In this embodiment, the stage 4 used in the probe device 2
0 is also shared with repair device 3, and LCDl0 is used as stage 4.
The laser repair unit 50 is movable by the drive of the laser 0, and a laser repair unit 50 is fixed above the laser repair unit 50.

This laser repair unit 50 includes a laser oscillator 51 that emits a laser beam for trimming a short pattern on the LCD 10, and a laser oscillator 51 that emits a laser beam for trimming a short pattern on the LCD 10, and a laser oscillator 51 that emits a laser beam for trimming short patterns on the LCD 10, and a laser oscillator 51 that emits a laser beam for trimming a short pattern on the LCD 10, and a laser oscillator 51 that emits a laser beam for trimming a short pattern on the LCD 10, and a laser oscillator 51 that emits a laser beam for trimming a short pattern on the LCD 10, and a laser oscillator 51 that emits a laser beam for trimming a short pattern on the LCD 10, and a laser oscillator 51 that emits a laser beam for trimming a short pattern on the LCD 10.
A glue pair monitor camera 60 with an autofocus function, such as a CD camera, is provided, and the laser optical axis and the optical axes for alignment and monitoring are configured to coincide above the substrate.

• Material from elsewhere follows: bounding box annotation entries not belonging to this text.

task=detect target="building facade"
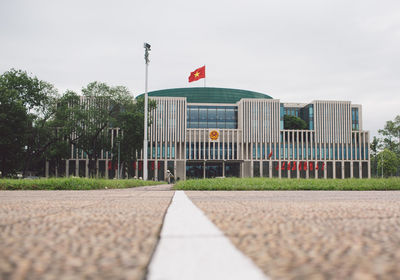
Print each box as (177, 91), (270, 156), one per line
(134, 88), (370, 180)
(50, 87), (371, 180)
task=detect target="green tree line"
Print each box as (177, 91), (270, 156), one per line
(0, 69), (155, 177)
(370, 115), (400, 177)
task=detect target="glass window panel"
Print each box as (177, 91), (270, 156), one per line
(217, 107), (225, 121)
(207, 107), (217, 121)
(199, 108), (207, 121)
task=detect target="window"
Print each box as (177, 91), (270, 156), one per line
(187, 105), (238, 129)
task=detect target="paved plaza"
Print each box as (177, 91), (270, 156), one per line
(0, 186), (400, 279)
(186, 191), (400, 279)
(0, 187), (173, 279)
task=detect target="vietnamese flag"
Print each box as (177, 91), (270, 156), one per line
(189, 65), (206, 83)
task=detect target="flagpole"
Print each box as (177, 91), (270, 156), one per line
(204, 65), (207, 87)
(143, 43), (151, 180)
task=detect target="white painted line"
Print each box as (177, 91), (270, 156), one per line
(147, 191), (268, 280)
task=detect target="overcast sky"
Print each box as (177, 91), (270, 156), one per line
(0, 0), (400, 135)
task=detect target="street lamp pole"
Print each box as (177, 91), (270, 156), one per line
(143, 43), (151, 180)
(117, 140), (121, 179)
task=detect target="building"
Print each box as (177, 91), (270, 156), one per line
(134, 87), (371, 180)
(50, 87), (371, 180)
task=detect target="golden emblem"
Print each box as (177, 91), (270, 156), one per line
(210, 130), (219, 140)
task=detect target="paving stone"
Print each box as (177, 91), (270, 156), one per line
(186, 191), (400, 279)
(0, 186), (173, 279)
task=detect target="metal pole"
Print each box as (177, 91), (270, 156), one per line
(117, 141), (121, 179)
(143, 43), (151, 180)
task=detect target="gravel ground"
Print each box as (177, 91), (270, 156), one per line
(0, 185), (173, 279)
(186, 191), (400, 279)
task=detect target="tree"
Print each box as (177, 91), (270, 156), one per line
(283, 115), (308, 129)
(57, 82), (132, 176)
(0, 69), (57, 177)
(378, 149), (399, 177)
(378, 115), (400, 157)
(378, 115), (400, 175)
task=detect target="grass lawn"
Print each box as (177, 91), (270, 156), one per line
(174, 178), (400, 191)
(0, 178), (165, 190)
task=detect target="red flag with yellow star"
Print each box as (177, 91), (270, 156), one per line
(189, 65), (206, 83)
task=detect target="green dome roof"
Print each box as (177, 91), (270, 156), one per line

That is, the laser beam emitted from the laser oscillator 51 is passed through the N and D filters 52 . It is reflected at a right angle by a reflection mirror 54 through an aperture 53, and further reflected by a shutter 5.
5 and the repair monitor camera 6 via the lens 56.
The beam is guided to a beam splitter 57 arranged on the optical axis of 0. By being reflected by this beam splitter 57, the laser beam is irradiated onto the LCD l0 via an objective lens 58 arranged on the same optical axis.

On the other hand, an illumination lamp 61 is arranged inside the laser repair unit 50, and the light of this illumination lamp 61 is
reflected by the objective lens 58. An image is formed on a repair monitor camera 60 via a beam splitter 57 and a magnifying lens system, and information on a portion of the enlarged image on the LCD 10 can be collected.

In this way, by aligning the optical axis of the laser beam emitted by the laser oscillator 51 with the optical axis for the repair monitor camera 61, it is possible to reliably irradiate the laser beam to the aligned position, and the black It is possible to prevent the projection position from shifting.

Further, since a part of the optical system can be shared, it is possible to reduce the size and cost of the device.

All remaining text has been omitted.